Question

An object $1 cm$ tall is placed $4 cm$ in front of a mirror. In order to produce an upright image of 3 cm height, one needs a:
(A) Convex mirror of radius of curvature 12 cm
(B) Concave mirror of radius of curvature 12 cm
(C) Concave mirror of radius of curvature 4 cm
(D) Plane mirror of height 12 cm

Answer 1

Hint:Use the formula for magnification of mirror in terms of height of image and height of object to determine the image distance. Use the mirror equation to determine the focal length of the mirror using the obtained quantities. If the focal length turns out positive, then the mirror is convex and if the focal length is negative then the mirror is concave. Also, the radius of curvature is twice the focal length.

Formula used:
-Magnification, \[m = \dfrac{{{h_i}}}{{{h_o}}}\]
Here, \[{h_i}\] is the height of the image and \[{h_o}\] is the height of the object.
-Mirror equation, \[\dfrac{1}{f} = \dfrac{1}{v} + \dfrac{1}{u}\]
Here, f is the focal length of the mirror, v is the image distance and u is the object distance.

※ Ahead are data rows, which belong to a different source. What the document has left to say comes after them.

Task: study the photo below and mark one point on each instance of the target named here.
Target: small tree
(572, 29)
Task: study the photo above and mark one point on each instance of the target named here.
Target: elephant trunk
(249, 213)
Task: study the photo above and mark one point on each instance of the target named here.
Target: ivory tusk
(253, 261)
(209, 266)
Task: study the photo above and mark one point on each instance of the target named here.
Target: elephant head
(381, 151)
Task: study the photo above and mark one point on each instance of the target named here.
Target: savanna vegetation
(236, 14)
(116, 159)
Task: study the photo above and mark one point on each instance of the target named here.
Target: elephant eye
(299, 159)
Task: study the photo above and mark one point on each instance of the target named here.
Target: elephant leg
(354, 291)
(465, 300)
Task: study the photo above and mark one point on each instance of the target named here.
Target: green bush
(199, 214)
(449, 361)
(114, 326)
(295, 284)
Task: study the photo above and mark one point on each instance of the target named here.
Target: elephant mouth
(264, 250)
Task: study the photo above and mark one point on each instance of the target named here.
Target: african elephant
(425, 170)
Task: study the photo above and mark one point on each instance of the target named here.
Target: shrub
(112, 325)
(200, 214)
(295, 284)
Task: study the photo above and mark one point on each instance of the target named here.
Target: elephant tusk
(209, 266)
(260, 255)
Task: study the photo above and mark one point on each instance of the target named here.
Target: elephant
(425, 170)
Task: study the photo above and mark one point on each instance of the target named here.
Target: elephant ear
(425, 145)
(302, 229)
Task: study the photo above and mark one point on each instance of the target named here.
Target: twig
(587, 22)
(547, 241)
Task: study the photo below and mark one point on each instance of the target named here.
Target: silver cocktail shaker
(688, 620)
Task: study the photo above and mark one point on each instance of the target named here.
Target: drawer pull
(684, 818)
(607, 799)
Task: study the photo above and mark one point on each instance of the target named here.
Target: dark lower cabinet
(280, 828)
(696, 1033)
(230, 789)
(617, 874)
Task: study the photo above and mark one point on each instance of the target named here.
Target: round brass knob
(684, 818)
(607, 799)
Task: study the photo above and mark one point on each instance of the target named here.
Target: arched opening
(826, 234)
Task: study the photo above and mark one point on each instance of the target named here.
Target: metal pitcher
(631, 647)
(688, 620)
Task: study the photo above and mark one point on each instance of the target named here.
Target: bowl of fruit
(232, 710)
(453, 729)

Complete step by step answer:
We have given the object height 1 cm and image height 3 cm. The object distance \[u\] is\[ - 4\,cm\].
We know the formula for magnification for the mirror,
\[m = \dfrac{{{h_i}}}{{{h_o}}}\]
Here, \[{h_i}\] is the height of the image and \[{h_o}\] is the height of the object.
Substituting 1 cm for \[{h_o}\] and 3 cm for \[{h_i}\] in the above equation, we get,
\[m = \dfrac{{3\,cm}}{{1\,cm}}\]
\[ \Rightarrow m = 3\]
We also have other formula for magnification of the mirror in terms of object distance and image distance,
\[m = - \dfrac{v}{u}\]
Here, v is the image distance from the mirror.
We substitute 3 for m in the above equation.
\[3 = - \dfrac{v}{u}\]
\[ \Rightarrow v = - 3u\]
\[ \Rightarrow v = \left( { - 3} \right)\left( { - 4} \right)\]
\[ \Rightarrow v = 12\,cm\]
Now, we have the mirror equation,
\[\dfrac{1}{f} = \dfrac{1}{v} + \dfrac{1}{u}\]
Here, f is the focal length of the mirror.
Substituting \[ - 4\,cm\] for u and 12 cm for v in the above equation, we get,
\[\dfrac{1}{f} = \dfrac{1}{{12}} - \dfrac{1}{4}\]
\[ \Rightarrow \dfrac{1}{f} = \dfrac{{ - 2}}{{12}}\]
\[ \Rightarrow f = - 6\,cm\]
We know that the focal length is negative for a concave mirror. Therefore, the mirror should be concave.Now, we know that the radius of curvature of the mirror is twice the focal length. Therefore, we have,
\[R = 2f\]
\[ \Rightarrow R = 2\left( { - 6} \right)\]
\[ \therefore R = - 12\,cm\]

Therefore, the radius of curvature of that mirror is 12 cm.So, the correct answer is option (B).

Note:The lens equation and mirror equation have slight differences. The lens equation is given as, \[\dfrac{1}{f} = \dfrac{1}{v} - \dfrac{1}{u}\]. Therefore, do not get confused between these two. The radius of curvature of the mirror does not have a sign. It’s always a positive quantity. The sign of the radius of curvature can be used to identify the type of the mirror whether it is concave or convex.